The arraignment is generally your first appearance in court on the citation or charge where you are called upon by the judge to enter a plea. The judge will inform you of the charge and explain it. Next it will be confirmed that you understand your constitutional rights as explained at the beginning of the court session, and finally the maximum punishment and mandatory minimum punishment, if any, will be stated. No testimony is taken or evidence presented at the arraignment.

Watch an informational video on the court's arraignment process and procedures.

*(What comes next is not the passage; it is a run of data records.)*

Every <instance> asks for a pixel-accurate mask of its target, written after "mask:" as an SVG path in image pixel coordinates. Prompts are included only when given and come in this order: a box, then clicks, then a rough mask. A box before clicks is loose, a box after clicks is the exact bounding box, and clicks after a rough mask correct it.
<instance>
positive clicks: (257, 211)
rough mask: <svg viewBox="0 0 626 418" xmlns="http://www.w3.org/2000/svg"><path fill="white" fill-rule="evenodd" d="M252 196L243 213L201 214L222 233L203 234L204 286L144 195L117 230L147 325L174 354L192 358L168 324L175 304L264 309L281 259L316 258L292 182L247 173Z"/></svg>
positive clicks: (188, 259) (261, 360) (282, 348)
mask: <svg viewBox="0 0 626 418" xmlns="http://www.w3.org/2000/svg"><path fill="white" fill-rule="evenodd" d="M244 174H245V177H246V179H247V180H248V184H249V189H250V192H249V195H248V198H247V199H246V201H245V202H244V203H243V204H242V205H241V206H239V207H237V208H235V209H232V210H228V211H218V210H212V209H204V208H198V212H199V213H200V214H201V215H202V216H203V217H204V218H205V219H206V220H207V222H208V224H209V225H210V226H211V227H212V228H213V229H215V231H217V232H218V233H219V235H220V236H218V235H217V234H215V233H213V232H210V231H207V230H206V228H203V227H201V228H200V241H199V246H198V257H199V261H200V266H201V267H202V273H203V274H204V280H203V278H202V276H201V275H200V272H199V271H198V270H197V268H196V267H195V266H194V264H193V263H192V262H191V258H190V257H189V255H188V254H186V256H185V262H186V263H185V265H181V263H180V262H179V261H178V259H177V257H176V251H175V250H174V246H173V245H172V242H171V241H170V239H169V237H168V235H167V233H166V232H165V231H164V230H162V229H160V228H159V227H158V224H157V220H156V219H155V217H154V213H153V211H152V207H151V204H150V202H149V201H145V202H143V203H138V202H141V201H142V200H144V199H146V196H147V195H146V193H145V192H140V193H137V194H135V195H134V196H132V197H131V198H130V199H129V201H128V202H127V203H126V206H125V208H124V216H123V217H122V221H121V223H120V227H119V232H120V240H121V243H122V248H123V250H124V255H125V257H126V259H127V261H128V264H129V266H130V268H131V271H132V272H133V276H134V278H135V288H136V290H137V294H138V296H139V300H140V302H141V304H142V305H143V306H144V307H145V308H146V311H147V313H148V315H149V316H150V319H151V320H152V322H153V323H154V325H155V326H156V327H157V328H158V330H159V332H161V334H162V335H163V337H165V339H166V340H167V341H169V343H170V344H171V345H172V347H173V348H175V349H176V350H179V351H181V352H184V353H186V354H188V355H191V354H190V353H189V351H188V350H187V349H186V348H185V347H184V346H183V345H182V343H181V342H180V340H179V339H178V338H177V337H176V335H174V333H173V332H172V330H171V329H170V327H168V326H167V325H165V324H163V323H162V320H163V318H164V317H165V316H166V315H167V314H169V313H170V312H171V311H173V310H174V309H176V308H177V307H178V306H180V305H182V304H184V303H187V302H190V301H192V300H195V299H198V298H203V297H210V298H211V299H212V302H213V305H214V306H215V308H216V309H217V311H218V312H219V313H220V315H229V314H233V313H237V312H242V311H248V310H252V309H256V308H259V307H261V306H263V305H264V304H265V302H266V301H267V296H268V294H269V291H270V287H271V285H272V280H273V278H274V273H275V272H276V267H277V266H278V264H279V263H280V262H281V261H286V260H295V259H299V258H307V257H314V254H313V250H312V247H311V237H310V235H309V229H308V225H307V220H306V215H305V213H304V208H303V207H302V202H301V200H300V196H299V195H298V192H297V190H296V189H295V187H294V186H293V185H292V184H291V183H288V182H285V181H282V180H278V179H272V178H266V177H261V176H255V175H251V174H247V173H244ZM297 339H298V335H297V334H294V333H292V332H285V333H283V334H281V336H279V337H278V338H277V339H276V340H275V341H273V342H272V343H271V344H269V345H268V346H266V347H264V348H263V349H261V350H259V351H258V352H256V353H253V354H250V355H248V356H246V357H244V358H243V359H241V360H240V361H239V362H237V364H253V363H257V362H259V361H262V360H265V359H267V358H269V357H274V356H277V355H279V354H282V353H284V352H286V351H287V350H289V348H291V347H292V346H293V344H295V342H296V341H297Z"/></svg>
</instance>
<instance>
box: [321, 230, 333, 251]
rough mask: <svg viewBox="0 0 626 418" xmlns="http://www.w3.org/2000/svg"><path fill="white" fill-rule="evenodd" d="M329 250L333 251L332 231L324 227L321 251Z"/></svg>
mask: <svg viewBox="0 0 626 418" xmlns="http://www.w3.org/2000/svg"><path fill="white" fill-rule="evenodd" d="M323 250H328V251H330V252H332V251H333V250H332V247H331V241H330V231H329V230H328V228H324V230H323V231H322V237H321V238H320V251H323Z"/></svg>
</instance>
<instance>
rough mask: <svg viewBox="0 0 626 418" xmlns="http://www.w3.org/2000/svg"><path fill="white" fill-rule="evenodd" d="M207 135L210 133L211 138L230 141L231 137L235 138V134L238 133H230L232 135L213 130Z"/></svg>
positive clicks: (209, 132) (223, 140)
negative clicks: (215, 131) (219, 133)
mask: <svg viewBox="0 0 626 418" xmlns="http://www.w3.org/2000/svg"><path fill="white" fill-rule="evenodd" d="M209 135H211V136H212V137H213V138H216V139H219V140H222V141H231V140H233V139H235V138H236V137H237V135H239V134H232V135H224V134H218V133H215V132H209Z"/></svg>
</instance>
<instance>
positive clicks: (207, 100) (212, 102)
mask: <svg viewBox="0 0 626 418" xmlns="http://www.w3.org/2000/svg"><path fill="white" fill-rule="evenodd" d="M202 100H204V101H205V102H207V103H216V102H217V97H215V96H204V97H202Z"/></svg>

All persons accused of any crime or traffic offense that might result in a jail sentence have the following rights:

  1. To have a lawyer present with you at all hearings;

  2. To have an attorney appointed at public expense (if you qualify) if you cannot afford to hire one to represent you;

  3. To represent yourself without an attorney;

  4. To a speedy and public jury trial in the county where the crime is alleged to have been committed;

  5. To remain silent before and during trial, and to refuse to testify against yourself;

  6. To hear and question the witnesses who testify against you;

  7. To have witnesses testify for you. These witnesses can be made to appear at no expense to you;

  8. To the presumption of evidence until the charge is proven beyond a reasonable doubt or you enter a guilty plea;

  9. To appeal a determination of guilt after a trial.

After informing you of all these matters you will be asked by the judge to plead "guilty" or "not guilty" to the charge.


If you plead "guilty" it means you admit the charge and the elements to prove the charge. By pleading guilty you waive your constitutional rights and in most cases you will be sentenced immediately. Before announcing the sentence, the judge will ask if you have anything to say on your behalf. The judge will have reviewed the police report, if available. In some cases the judge will refer you to a probation officer for a pre-sentence investigation. In such a case the sentencing will be continued until the probation officer's report is ready.


A "not guilty" plea denies the charge and none of your constitutional rights are waived unless you expressly wish to do so. The next hearing will be a pre-trial conference where the prosecutor will present. You and your lawyer, if you have one, are required to be present. At this conference all motions are heard or set for hearing. A jury trial may be set with a confirmation hearing at least 3 days prior. Information about the evidence and witnesses in the case are exchanged. If you have waived your right to a jury trial, you will receive a notice in the mail of your non-jury (bench) trial date.